Family History: R J Timmons

 Back in the summer when Sis and I went up to the Elbert cemetery, we wandered around the family plots.  Though many of the names I know, and knew all the aunts and uncles who were Mama's family, I did not recall who R J Timmons, wife of J S Timmons was.  Since she died in 1925, that is not unusual I guess.
 R J was Rhoda Jane Smith, and she was the second wife of James Samuel Timmons.  James Samuel was Mama's grandfather.  His son with his first wife, Mary Susan Brogdon, was Mama's father--Pinkney Perry Timmons.  Daddy Pink died in 1934 so I never knew him, although I have heard many stories about him, and did know Mama's mother, Grandmother Timmons.  Rhoda Jane and James Samuel had two daughters, whose names I never recall hearing anyone talk about.  What amazes me is that Rhoda Jane was only 68 when she died, and yet she appears to be much older than that in the picture.

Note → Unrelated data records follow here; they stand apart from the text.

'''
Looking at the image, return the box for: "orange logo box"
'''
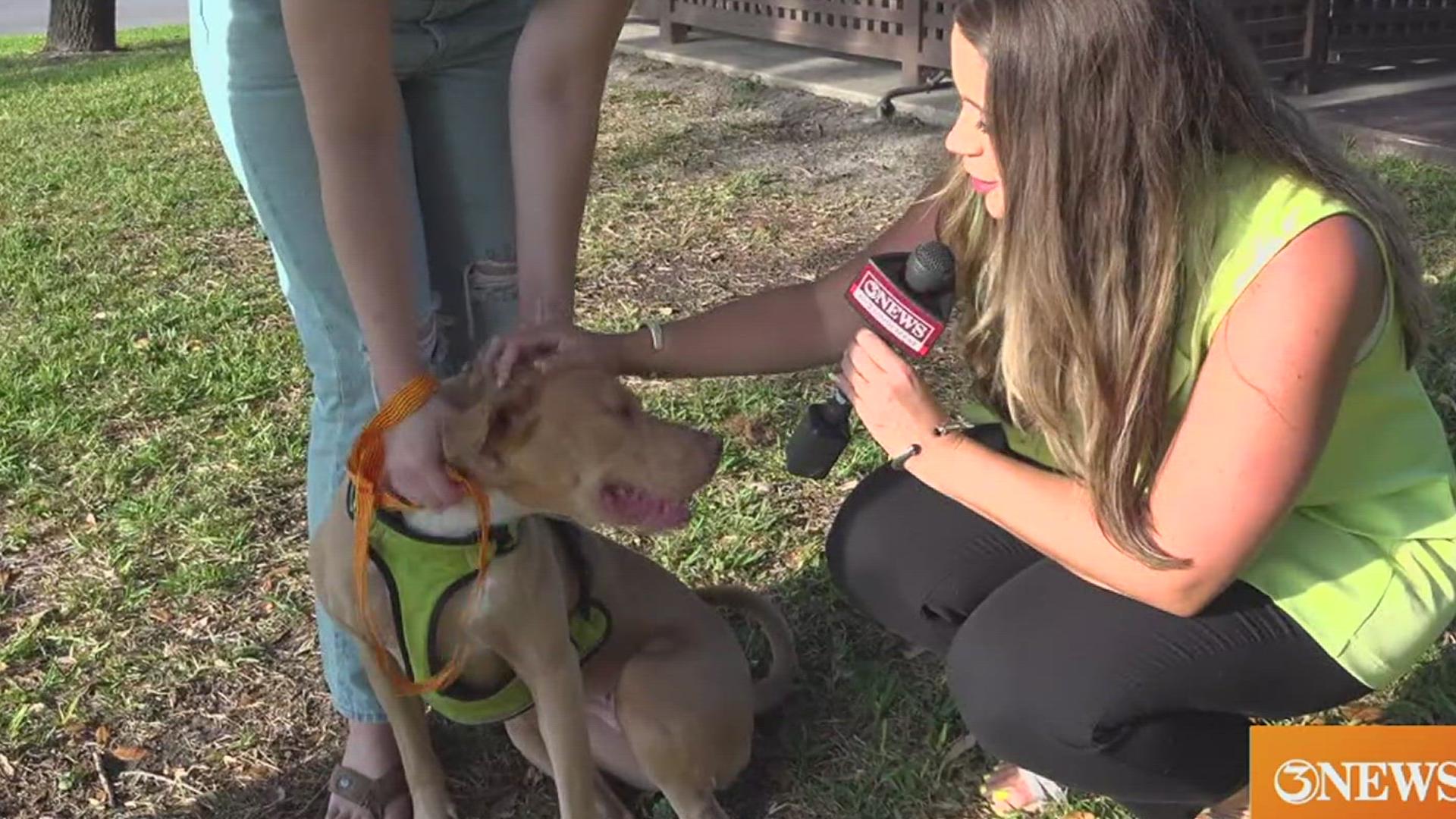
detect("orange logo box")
[1249,726,1456,819]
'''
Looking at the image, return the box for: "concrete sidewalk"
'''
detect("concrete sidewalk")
[617,22,1456,168]
[0,0,187,33]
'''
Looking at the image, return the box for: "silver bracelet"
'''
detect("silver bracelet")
[890,443,920,469]
[642,321,663,351]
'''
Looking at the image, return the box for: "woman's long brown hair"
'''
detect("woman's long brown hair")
[940,0,1427,568]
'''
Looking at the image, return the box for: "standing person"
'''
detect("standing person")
[191,0,630,819]
[494,0,1456,819]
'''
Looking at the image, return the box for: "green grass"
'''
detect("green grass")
[0,28,1456,819]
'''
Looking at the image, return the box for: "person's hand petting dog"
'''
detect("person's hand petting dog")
[834,329,949,457]
[384,395,464,509]
[485,324,622,386]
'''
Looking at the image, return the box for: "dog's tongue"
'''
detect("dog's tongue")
[601,485,690,529]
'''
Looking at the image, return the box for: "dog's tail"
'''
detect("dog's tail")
[698,586,799,714]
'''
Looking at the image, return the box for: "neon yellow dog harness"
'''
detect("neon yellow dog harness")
[348,484,611,724]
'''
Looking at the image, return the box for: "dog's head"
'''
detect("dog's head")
[441,353,722,531]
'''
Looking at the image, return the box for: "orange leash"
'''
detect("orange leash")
[348,375,495,697]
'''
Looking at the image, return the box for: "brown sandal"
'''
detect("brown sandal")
[329,765,408,819]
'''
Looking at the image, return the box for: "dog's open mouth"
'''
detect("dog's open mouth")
[601,484,692,529]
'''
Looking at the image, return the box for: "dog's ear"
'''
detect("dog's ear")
[441,362,540,478]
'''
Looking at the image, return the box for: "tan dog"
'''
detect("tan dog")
[309,355,798,819]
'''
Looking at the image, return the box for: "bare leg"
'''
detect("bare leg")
[364,661,456,819]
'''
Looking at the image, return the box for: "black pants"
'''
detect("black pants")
[828,437,1369,819]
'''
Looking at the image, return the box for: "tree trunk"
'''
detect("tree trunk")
[46,0,117,54]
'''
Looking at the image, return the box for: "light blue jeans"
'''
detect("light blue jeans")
[190,0,532,721]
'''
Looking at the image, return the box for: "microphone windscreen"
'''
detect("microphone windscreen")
[905,242,956,293]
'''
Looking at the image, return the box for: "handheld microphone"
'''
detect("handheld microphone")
[785,242,956,478]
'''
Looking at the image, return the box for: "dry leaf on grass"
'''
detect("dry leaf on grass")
[111,745,147,762]
[940,735,975,765]
[1345,705,1385,724]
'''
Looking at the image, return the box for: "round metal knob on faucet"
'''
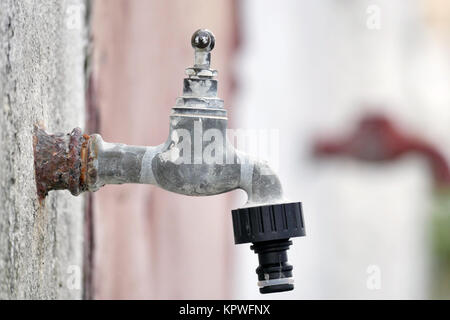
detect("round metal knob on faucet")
[191,29,216,51]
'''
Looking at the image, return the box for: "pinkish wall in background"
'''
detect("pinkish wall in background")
[92,0,238,299]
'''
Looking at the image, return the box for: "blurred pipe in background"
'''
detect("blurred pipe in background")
[313,114,450,299]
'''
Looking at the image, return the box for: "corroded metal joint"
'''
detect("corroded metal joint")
[33,127,90,199]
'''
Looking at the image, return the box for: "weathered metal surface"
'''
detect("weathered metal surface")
[36,30,284,206]
[33,127,89,199]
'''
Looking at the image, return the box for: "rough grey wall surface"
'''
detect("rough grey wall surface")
[0,0,87,299]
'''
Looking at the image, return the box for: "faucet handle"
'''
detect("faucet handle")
[191,29,216,52]
[191,29,216,71]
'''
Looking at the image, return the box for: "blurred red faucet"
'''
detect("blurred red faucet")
[314,114,450,188]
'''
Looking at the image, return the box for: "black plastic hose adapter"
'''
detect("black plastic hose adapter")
[232,202,305,293]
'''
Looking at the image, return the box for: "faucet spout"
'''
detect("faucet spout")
[35,29,305,293]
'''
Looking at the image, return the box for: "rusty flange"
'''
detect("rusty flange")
[33,127,89,199]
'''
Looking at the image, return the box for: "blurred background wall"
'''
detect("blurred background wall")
[92,0,238,299]
[89,0,450,299]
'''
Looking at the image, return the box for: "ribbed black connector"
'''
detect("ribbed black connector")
[232,202,305,293]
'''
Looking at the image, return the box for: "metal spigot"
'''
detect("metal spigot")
[34,29,305,293]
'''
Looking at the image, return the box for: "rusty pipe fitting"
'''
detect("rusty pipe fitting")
[35,30,305,293]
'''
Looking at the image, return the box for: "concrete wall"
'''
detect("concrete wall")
[0,0,86,299]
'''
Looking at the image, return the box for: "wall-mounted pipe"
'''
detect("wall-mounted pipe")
[34,30,305,293]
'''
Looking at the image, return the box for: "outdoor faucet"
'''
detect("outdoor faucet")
[34,29,305,293]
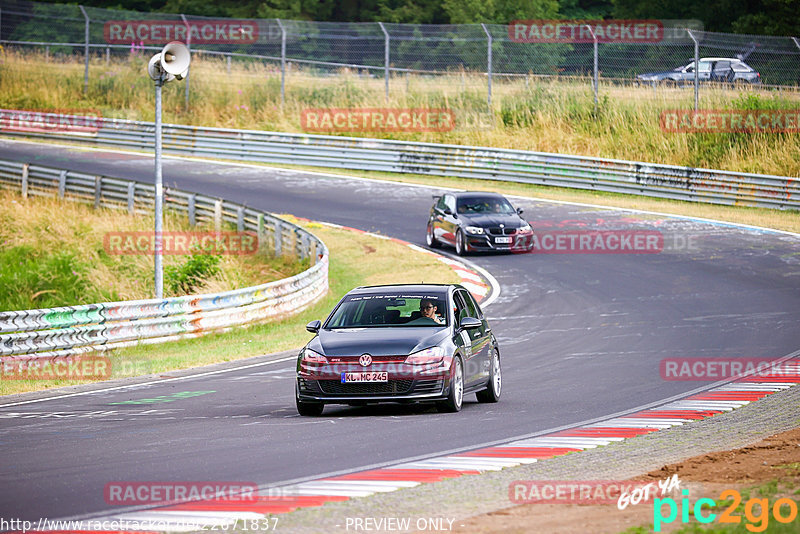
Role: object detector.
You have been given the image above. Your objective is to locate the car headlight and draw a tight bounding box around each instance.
[300,347,328,365]
[405,347,444,365]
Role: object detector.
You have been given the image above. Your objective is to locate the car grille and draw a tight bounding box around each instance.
[488,228,517,235]
[319,380,414,395]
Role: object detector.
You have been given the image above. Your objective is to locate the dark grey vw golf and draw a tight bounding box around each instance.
[295,284,502,415]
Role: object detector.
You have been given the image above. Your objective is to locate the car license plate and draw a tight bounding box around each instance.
[342,371,389,384]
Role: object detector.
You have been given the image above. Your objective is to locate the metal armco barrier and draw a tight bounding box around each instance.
[0,161,328,360]
[0,110,800,209]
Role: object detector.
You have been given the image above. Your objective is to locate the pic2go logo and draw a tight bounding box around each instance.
[653,490,797,532]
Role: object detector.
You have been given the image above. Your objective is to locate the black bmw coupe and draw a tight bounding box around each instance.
[425,192,533,256]
[295,284,502,415]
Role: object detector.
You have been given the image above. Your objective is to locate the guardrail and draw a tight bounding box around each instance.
[0,161,328,361]
[0,110,800,209]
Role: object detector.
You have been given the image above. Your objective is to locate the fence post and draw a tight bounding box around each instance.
[58,170,67,198]
[275,19,286,106]
[300,232,308,260]
[94,176,103,209]
[257,213,267,252]
[78,6,89,94]
[585,24,598,120]
[378,22,389,104]
[187,194,197,226]
[22,163,29,198]
[481,23,492,110]
[181,13,192,110]
[686,28,700,113]
[128,182,136,215]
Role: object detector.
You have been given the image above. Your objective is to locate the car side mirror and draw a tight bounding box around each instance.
[458,317,482,330]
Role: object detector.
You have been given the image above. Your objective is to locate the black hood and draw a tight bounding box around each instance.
[308,326,449,356]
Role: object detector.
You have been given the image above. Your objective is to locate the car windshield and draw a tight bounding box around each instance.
[324,293,448,329]
[456,197,514,215]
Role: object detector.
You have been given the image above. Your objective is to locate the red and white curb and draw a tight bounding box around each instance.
[295,217,490,305]
[84,358,800,532]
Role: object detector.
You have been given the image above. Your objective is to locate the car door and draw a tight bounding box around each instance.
[454,289,491,386]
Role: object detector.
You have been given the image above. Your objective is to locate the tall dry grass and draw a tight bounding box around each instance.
[0,50,800,176]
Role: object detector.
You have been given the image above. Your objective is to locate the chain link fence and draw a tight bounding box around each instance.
[0,0,800,106]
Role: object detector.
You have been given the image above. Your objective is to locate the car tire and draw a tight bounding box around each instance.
[294,395,325,417]
[456,230,467,256]
[436,357,464,413]
[425,223,439,248]
[475,349,503,402]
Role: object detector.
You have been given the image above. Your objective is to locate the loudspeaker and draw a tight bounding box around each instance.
[147,41,192,82]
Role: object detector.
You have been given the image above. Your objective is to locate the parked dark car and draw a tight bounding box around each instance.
[636,57,761,85]
[425,192,533,256]
[295,284,502,415]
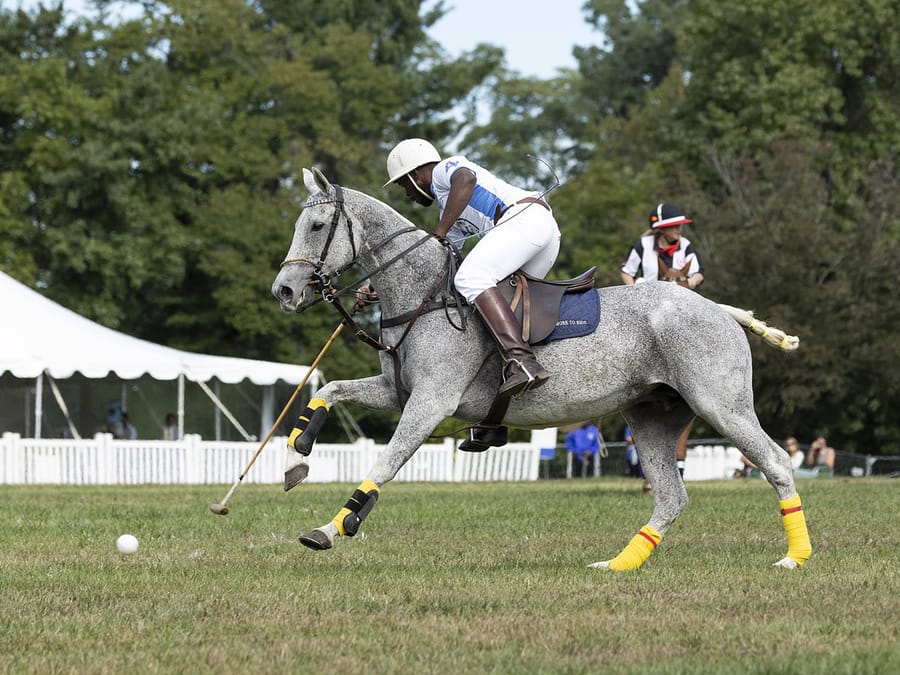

Mary Susan was from Young County, so James Samuel would have met her after he moved from Georgia to the Young County and Throckmorton County area.  Rhoda Jane was from Ballground, Cherokee County, Georgia, so at some point James Samuel returned to his family's home in Georgia to find his second wife.  No doubt, he needed a mother for his nine children.  Perhaps that, and having borne two more of her own, had something to do with Rhoda Jane dying at an early age and looking like she was 20 years older than she was.  The "baby" would have been 4 when James Samuel married Rhoda Jane, and the oldest two were 19 and 18.  Most likely, she only had to mother the ones who were 4, 7, 8, 10, and 13.  Daddy Pink would have been 15, and 4 years later, he married Clara McBrayer.  Mama was their first child.
 As a child wandering the Elbert cemetery when Mama would go to tend the graves, I was always fascinated by the ones with the shells embedded in the concrete.  There were quite a few of them, although most of them now resemble Rhoda Jane's in that the shells are broken.  If you think about it, those shells have been on this grave for 89 years, so in that regard, I suppose they have held up fairly well.
James Samuel died 11 years after Rhoda Jane, at the age of 88, when my mother was 9 years old, and two years after Daddy Pink's death.  Mother often talked about Daddy Pink, but I don't ever recall hearing her speak of her great grandfather James Samuel.  I had always heard the story of the father going to Georgia to find a mother for his children, and bringing her back to South Bend, Texas, but there was no connection in my head as to who that father was.  Now, I know they were speaking of James Samuel, and that it was his farm in South Bend.  My mother has the lock he kept on his corn crib to keep the local Native Americans from stealing his corn--you know, after we stole their land.

Saturday, September 6, 2014

New Albany New Deal Post Office and Milking Time Mural

 The 1936 Colonial Revival post office in New Albany was constructed through the Treasury department, under Louis A. Simon, Supervising Architect of the Treasury (MDAH Historic Resources Inventory).  The construction company was Blair, Algernon of Montgomery, Alabama, who built 9 post offices in Mississippi.
 Joan Embree, (1996 National Register of Historic Places nomination form) described the "classical cupola"...
"...new entry doors, but in the original surround with fanlight transom, in-antis Doric columns supporting the hooded architrave."
 The interior of the building, which is currently in use as the Welcome Center and Development Association, retained original features such as the marble wainscoting, wooden vestibule entry,
 and former service window,
original postal boxes and writing counters.
 Robert Cleaver Purdy's mural, "Milking Time," was completed and installed in 1939. 
 The local Armour Creamery was a vital part of the economic scene during that time, and the building is still extant, though not in use.  The role of farming and dairying in New Albany is thought to have influenced Purdy's mural.
New Albany represents another fine example of a town preserving its historic architecture, including the buildings constructed through the New Deal administration programs.